For our nucleosome experiment, neither of these are practical or economical for the amounts that our group will use. So instead, we need to get nucleosomes from a source that has already done the work of making them. The preferred sources are from calf thymus (the thymus is an organ in front of the heart that is a vital part of the immune system) or chicken erythrocytes (chicken blood). I prefer the chicken blood as it is something easily collected, handled, and processed. (As an interesting side note, the blood could come from a non-mammal source. Mammal red blood cells do not have nuclei and therefore do not have significant quantities of DNA.)
Now I like to have approximately 200ml of chicken blood to create my samples. One option is to extract 1ml of blood from 200 chickens. With each chicken containing approximately 100ml of blood, they probably would barely know it. However, because it is much quicker (and as these chickens are going to be killed anyway), I prefer to collect all 100ml from each chicken.

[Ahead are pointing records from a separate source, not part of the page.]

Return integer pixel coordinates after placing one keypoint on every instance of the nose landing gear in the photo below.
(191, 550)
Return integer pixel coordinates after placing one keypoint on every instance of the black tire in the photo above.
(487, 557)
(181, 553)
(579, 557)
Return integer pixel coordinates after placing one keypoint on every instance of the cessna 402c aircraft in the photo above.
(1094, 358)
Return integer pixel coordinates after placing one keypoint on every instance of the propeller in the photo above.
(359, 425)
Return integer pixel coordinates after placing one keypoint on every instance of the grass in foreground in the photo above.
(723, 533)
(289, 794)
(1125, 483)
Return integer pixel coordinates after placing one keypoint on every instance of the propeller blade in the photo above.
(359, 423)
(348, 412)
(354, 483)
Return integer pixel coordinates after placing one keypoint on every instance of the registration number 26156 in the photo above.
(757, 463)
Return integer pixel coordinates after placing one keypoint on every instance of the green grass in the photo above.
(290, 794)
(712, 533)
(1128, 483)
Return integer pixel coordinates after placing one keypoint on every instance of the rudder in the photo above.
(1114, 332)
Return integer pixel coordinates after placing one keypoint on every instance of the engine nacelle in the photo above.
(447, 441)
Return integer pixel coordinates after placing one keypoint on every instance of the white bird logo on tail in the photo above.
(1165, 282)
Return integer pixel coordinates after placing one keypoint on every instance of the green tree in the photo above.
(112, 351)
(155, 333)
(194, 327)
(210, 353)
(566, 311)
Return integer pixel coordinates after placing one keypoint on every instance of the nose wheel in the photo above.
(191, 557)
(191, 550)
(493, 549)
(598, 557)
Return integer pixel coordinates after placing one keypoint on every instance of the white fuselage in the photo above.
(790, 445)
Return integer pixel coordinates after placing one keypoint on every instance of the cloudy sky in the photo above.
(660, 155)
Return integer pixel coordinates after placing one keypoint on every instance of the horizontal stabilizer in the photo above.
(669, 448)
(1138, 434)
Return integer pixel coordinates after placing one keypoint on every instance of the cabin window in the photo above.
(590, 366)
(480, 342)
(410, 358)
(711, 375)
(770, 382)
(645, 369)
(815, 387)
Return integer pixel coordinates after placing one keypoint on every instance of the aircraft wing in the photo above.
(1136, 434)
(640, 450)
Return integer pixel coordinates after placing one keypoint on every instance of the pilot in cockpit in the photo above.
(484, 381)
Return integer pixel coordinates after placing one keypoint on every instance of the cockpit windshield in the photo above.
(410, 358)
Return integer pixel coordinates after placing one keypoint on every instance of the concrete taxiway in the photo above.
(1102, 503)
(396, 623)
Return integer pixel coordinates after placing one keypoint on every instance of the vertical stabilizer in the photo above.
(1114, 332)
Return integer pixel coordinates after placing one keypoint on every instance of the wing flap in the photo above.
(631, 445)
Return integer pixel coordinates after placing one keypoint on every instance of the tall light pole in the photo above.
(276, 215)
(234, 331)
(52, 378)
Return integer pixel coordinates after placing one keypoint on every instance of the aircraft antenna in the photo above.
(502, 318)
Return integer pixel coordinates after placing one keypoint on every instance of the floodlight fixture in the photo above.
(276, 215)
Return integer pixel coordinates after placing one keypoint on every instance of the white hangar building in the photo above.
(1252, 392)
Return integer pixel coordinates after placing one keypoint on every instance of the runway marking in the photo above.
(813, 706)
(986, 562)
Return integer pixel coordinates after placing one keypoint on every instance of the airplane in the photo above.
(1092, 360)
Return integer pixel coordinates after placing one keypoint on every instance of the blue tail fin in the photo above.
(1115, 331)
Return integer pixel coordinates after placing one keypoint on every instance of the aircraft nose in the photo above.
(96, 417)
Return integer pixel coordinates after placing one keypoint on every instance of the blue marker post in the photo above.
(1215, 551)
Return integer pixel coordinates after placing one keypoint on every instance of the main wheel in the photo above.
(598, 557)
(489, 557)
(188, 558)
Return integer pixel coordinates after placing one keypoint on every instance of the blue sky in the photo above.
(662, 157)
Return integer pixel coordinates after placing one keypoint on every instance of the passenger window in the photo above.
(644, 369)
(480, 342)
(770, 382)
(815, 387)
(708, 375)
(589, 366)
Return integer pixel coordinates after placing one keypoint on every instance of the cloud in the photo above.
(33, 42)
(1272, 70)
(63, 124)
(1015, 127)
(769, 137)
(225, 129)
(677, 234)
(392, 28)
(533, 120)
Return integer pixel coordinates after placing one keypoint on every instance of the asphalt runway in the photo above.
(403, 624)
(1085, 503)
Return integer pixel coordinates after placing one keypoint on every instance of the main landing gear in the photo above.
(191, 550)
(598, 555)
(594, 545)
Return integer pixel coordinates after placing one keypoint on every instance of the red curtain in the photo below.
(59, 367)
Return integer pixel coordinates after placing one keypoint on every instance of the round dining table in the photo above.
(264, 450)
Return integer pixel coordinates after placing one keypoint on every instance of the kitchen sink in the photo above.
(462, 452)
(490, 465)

This requires me to find a chicken butcher that allows me to collect blood from the slaughter. Normal slaughterhouses, with their incredible efficiency (for some disturbing pictures, try here) are not a viable option. So I need to find a small scale farmer that hand slaughters his or her chickens.

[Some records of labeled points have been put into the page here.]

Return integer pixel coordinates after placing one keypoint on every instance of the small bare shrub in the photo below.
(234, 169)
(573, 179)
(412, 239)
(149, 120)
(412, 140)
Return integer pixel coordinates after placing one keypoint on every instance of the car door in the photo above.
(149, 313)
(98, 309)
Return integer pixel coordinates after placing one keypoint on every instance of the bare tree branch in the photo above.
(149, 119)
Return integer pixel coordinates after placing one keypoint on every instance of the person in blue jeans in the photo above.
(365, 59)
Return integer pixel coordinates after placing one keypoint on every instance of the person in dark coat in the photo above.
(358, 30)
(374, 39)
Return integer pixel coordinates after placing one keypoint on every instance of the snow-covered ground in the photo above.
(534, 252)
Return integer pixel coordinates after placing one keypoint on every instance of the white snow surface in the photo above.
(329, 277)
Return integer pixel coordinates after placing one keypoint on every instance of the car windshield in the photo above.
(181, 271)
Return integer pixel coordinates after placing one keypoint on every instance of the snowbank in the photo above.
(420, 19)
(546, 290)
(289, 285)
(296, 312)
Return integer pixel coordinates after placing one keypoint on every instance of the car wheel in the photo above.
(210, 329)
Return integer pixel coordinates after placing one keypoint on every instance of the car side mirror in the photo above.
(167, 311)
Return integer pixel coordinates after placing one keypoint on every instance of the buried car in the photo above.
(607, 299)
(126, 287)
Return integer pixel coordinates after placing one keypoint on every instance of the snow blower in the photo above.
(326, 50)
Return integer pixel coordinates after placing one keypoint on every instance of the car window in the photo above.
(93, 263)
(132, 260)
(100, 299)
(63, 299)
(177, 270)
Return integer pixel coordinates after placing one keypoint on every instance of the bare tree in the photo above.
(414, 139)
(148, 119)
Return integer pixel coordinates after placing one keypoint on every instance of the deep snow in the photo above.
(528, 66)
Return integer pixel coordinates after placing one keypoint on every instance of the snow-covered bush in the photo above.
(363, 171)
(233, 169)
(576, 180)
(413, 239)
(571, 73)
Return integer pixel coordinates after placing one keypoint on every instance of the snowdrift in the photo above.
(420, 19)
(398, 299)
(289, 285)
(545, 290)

I was first turned on to Rettland Farms, a wonderful local farm that sells free range (really free range, unlike most labeled as such) chickens. He pointed me to his processor over in Waynesboro, PA. To make a long story short, the processor is doing relief work in Haiti, will be out of the country until August, and has someone else filling in for him. I put in a call to the cellphone of his replacement slaughterer (pictured at right), a member of a Mennonite farm collective.
So to wrap it all up, I'm waiting for a Mennonite slaughterer to check his cell phone's voice mail and return my call so I can ask him if I can hold a beaker under his chickens as he ends their lives.
Somehow we didn't cover this part of science in grad school.